Figure 12-5 Ophtalmie sympathique. Infiltration diffuse du tractus uvéal par une inflammation chronique (flèches).
(Remerciements au Dr Hans E. Grossniklaus.)
Figure 12-6 Ophtalmie sympathique. A. Inflammation granulomateuse diffuse dans la choroïde. B. Au plus fort grossissement, on voit des cellules géantes multinucléées (têtes de flèche).
(Remerciements au Dr Hans E. Grossniklaus.)
Figure 12-7 Nodules de Dalen-Fuchs dans une ophtalmie sympathique. A. Amas localisé de cellules inflammatoires situés entre l’épithélium pigmentaire et la membrane de Bruch (flèches). B. Au plus fort grossissement, on voit des histiocytes épithélioïdes contenant du pigment cytoplasmique (flèches) à l’intérieur des nodules.
(Remerciements au Dr Hans E. Grossniklaus.)
Sarcoïdose
La sarcoïdose est une maladie de système granulomateuse caractérisée par des nodules inflammatoires qui peuvent survenir dans de nombreux tissus et organes. Le tractus uvéal est le site le plus fréquent d’atteinte oculaire. Dans la partie antérieure de l’œil, on peut voir des nodules inflammatoires au niveau de l’iris, soit au niveau de la pupille (nodules de Koeppe), soit ailleurs sur l’iris (nodules de Busacca). Au niveau du segment postérieur, des choriorétinites, des périphlébites et des nodules choriorétiniens peuvent se voir. Les périphlébites peuvent apparaître cliniquement comme des lésions inflammatoires décrites comme des gouttes de cire de bougie. Le nerf optique peut être œdémateux en raison d’une infiltration inflammatoire.
Histologiquement, le nodule sarcoïdosique classique est composé d’un granulome non caséeux. Il comporte des quantités d’histiocytes épithélioïdes, quelquefois accompagnés par des cellules géantes multinucléées qui sont entourées de lymphocytes (fig. 12-8). Un nodule non caséeux est un nodule qui ne comporte pas de nécrose au centre. Dans l’uvée, l’infiltrat inflammatoire peut consister en une infiltration plus diffuse de lymphocytes et d’histiocytes épithélioïdes (inflammation granulomateuse). Les cellules géantes multinucléées peuvent comporter des corps astéroïdes (corps acidophiles en forme d’étoiles) et des corps de Schaumann (corps sphériques, basophiles, calcifiés). Ni les astéroïdes ni les corps de Schaumann ne sont pathognomoniques de la sarcoïdose.
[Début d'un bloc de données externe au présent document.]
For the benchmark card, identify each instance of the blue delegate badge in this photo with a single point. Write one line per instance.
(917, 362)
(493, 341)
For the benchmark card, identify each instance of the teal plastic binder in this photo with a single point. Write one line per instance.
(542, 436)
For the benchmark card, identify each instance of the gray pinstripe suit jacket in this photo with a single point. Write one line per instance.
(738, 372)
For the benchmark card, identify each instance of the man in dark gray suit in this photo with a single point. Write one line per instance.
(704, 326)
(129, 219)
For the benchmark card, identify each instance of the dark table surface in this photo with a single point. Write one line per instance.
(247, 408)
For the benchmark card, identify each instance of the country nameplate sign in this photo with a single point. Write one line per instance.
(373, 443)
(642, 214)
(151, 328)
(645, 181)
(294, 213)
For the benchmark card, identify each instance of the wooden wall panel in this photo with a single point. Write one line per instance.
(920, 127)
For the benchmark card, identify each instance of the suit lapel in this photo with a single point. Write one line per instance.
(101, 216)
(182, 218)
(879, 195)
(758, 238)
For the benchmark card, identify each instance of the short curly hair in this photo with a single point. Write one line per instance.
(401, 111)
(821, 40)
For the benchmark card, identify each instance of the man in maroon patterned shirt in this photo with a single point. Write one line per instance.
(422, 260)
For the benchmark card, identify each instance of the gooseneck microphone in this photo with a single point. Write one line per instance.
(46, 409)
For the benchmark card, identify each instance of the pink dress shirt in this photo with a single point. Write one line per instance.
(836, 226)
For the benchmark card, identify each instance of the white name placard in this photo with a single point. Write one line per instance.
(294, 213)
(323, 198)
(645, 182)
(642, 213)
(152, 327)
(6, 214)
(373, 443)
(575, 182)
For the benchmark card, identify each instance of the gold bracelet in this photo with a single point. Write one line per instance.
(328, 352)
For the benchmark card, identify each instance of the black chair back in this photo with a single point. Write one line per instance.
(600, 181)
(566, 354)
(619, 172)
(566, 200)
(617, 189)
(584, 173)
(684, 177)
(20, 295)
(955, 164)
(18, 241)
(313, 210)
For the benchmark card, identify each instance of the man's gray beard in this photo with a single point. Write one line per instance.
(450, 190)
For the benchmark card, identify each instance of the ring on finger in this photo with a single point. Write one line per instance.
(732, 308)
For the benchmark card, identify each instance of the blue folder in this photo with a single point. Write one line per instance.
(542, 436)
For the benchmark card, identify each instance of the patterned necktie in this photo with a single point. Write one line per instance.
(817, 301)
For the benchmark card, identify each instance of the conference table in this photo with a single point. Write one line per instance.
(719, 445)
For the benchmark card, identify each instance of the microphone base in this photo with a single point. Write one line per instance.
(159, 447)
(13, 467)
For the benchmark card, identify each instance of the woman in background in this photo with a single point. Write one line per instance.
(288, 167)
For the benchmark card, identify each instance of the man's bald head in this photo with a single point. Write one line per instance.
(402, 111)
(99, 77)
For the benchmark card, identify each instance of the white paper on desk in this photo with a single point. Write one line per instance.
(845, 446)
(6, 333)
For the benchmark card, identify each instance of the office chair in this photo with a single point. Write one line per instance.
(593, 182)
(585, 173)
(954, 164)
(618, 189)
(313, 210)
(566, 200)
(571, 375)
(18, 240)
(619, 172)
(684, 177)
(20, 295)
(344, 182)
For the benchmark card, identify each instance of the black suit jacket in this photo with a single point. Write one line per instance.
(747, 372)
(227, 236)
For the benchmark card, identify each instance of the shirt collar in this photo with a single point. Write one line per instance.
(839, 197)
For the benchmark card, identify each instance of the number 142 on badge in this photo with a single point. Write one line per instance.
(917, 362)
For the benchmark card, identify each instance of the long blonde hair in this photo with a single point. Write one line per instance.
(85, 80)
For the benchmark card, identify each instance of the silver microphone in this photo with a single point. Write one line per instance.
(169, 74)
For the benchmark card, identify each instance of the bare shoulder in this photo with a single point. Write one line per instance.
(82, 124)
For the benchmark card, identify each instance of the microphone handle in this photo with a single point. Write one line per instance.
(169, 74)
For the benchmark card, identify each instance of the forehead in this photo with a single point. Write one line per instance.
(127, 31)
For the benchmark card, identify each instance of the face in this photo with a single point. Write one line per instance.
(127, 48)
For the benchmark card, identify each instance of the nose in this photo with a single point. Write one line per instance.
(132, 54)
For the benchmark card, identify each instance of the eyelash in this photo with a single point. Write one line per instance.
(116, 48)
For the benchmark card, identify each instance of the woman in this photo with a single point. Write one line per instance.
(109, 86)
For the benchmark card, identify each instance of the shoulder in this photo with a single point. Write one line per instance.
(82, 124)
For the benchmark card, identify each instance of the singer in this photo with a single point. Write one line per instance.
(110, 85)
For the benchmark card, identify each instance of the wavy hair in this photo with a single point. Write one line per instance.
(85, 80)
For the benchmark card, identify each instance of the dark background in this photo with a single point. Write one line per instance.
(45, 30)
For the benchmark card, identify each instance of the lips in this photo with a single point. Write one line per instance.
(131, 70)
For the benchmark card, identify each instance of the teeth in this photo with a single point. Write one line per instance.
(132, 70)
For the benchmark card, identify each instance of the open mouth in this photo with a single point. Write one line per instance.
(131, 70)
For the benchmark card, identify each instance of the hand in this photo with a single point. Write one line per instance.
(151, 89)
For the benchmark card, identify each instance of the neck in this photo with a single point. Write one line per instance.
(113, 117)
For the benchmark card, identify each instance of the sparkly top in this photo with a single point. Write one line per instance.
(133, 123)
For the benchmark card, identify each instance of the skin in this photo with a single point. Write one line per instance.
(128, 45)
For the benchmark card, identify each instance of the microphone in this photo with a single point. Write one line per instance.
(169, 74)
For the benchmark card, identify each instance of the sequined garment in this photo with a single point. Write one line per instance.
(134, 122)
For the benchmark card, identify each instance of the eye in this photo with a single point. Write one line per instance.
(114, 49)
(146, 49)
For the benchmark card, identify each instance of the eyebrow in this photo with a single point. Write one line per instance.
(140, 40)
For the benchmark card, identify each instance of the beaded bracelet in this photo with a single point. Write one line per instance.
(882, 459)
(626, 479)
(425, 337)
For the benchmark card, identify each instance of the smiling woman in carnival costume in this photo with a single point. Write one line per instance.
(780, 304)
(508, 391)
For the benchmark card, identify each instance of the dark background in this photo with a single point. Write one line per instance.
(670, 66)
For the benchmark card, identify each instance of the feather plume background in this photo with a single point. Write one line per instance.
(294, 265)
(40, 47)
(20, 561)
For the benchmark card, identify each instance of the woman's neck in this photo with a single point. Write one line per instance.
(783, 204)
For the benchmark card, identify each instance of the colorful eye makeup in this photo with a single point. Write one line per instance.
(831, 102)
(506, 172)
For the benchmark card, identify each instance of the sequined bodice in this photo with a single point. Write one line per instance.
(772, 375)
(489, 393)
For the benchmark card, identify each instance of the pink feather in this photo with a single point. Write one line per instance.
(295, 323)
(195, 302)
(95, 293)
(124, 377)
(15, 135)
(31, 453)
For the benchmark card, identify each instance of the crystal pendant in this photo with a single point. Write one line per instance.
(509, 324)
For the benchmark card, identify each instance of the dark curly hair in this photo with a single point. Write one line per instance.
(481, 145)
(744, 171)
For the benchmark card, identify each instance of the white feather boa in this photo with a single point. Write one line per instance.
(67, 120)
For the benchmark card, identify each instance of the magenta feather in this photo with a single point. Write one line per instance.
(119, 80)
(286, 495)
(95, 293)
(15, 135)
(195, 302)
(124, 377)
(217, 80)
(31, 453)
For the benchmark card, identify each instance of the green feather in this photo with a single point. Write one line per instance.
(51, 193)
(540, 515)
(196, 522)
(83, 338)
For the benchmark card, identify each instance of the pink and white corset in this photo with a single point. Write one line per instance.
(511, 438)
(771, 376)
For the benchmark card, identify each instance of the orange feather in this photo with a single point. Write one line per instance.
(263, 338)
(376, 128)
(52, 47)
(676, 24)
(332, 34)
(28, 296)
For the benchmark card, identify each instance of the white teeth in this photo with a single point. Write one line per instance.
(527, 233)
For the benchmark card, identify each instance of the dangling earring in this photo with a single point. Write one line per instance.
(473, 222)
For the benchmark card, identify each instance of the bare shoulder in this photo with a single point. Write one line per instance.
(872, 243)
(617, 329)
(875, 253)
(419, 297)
Figure 12-8 Sarcoïdose. A. Apparence macroscopique de nodules cutanés multiples du bras. B. Histologie d’un nodule sarcoïdosique montrant des histiocytes épithélioïdes (entre les têtes de flèche) et des cellules géantes multinucléées (flèche).
(Partie A : remerciements au Dr Curtis E. Margo ; partie B : remerciements au Dr Hans E. Grossniklaus.)